Those who misbehaved were offending against the community - we're talking here about heinous crimes like riding a bike on a footpath or liberating a couple of oranges from someone's tree, not abusing, threatening or assaulting people, smashing property, stealing or indulging in drugs in a public place. 'Misbehaviour' once began at a much lower level than it does now. And while the kids of the 1950s and '60s could not have imagined some of the stuff their children and grandchildren would get up to, perhaps worse behaviour was thus nipped in the bud.

It's all very different now, for any number of reasons. One of those is social welfare, which has done a magnificent job of destroying the nuclear family, and continues to deprive thousands of children of the family structure that would once have been one of their most valuable assets.

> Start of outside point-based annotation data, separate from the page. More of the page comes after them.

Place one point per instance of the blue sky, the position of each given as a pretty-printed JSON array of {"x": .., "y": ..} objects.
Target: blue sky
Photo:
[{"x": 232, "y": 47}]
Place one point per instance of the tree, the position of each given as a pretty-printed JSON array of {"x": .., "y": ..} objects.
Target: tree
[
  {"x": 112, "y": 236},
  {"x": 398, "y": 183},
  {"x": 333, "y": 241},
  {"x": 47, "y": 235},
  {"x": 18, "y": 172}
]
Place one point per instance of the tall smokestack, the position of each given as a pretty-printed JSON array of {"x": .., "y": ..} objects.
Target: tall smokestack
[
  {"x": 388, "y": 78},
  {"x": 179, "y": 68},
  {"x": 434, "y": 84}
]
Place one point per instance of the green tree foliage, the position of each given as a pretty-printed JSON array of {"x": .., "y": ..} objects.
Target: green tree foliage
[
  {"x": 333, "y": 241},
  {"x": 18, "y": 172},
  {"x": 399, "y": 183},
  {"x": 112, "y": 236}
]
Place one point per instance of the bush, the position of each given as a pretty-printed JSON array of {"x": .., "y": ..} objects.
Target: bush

Another is a couple of generations of politicians who have taught us that we as individuals are more important than society as a whole.

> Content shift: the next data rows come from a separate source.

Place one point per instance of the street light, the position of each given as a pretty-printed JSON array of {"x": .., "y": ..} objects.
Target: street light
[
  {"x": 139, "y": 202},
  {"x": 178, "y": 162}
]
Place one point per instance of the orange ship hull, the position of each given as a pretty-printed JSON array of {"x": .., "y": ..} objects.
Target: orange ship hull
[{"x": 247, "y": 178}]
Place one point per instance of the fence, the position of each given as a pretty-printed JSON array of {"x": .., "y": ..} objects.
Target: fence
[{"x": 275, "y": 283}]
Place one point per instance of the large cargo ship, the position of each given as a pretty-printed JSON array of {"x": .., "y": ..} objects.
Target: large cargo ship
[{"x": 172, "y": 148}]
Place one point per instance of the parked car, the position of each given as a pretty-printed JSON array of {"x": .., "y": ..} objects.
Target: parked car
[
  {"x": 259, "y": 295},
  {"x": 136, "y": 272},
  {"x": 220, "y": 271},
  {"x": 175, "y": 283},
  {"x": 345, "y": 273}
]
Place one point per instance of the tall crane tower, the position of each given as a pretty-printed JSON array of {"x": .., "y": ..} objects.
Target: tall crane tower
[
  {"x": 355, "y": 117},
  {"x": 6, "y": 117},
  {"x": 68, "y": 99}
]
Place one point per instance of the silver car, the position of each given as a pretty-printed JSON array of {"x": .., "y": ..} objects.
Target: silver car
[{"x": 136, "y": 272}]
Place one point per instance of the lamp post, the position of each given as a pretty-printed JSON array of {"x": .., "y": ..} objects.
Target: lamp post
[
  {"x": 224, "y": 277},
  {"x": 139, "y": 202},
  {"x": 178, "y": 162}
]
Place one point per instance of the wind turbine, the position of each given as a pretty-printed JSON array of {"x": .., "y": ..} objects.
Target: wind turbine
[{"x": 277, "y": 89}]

We now talk about children's rights. Once these were taken as read - every child had, and still has, the right to be born into and raised by a family where it is loved, fed, clothed, educated (by the state and by its parents), and to be given every opportunity to fulfil its potential. There was a time when we didn't need to be told this. Now kids have the same rights as adults, such as the right to privacy (that wouldn't have got anyone far 50 years ago), regardless of whether anyone ever teaches them how adults are expected to behave, and the obligations that accompany those rights. So the problem grows exponentially, as children who were never taught how to behave produce children they can't or won't teach how to behave, and those children will inevitably produce another generation.

We can be confident that the confrontation between a police officer, a former police jailer and a group of feral children at Kaitaia's skate bowl a couple of Sundays ago will not be the last incident of its kind - it certainly wasn't the first - and whatever is done to control behaviour at the skate bowl will at best be only partially effective.

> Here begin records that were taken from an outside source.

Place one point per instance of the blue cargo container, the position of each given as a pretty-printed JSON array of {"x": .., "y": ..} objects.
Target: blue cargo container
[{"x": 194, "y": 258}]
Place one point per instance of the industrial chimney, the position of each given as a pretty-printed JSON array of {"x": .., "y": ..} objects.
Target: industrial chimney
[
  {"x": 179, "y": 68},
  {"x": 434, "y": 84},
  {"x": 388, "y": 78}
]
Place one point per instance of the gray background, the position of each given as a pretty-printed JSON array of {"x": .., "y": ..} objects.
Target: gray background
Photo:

The council can do what it likes to solve the problem, including fencing it (fencing the little cretins in and leaving them there until they are claimed by their parents has appeal), but anyone who thinks these kids are going to stop burgling, drinking, using illicit drugs and assaulting police because the skate bowl's locked at night is dreaming. Fencing, moving or closing the skate bowl will only penalise the kids who want to go there to skate.

Not much a of penalty though, given that most kids of that ilk reportedly wouldn't go near the place for fear of being abused, assaulted or robbed. The same applies to a good many adults.

The police in Kaitaia will say, not unreasonably, that they can do their job much more effectively with the active support of the community. That means not turning a blind eye to bad behaviour but intervening, as an immediate form of assistance to a victim and a longer-term approach to deterring crime. What they might not understand is the level of fear that now exists, and the view that what other people do is their business. Where once bad behaviour attracted an immediate and effective response, now it is tolerated because good people are afraid for their own well-being, or don't believe they have a right to get involved.

Thus kids who aren't taught at home to respect others don't get the message outside their family either. They grow up thinking they have the right to do as they wish, and have plenty of adult examples to support that view. All we can do perhaps is ensure that our children and grandchildren don't grow up with that set of values. And that, whatever some politicians will tell you, is the real source of advantage in this country. Kids who grow up respectful of others will have a huge advantage over those who do not, regardless of their household income or anything else that politicians love to measure.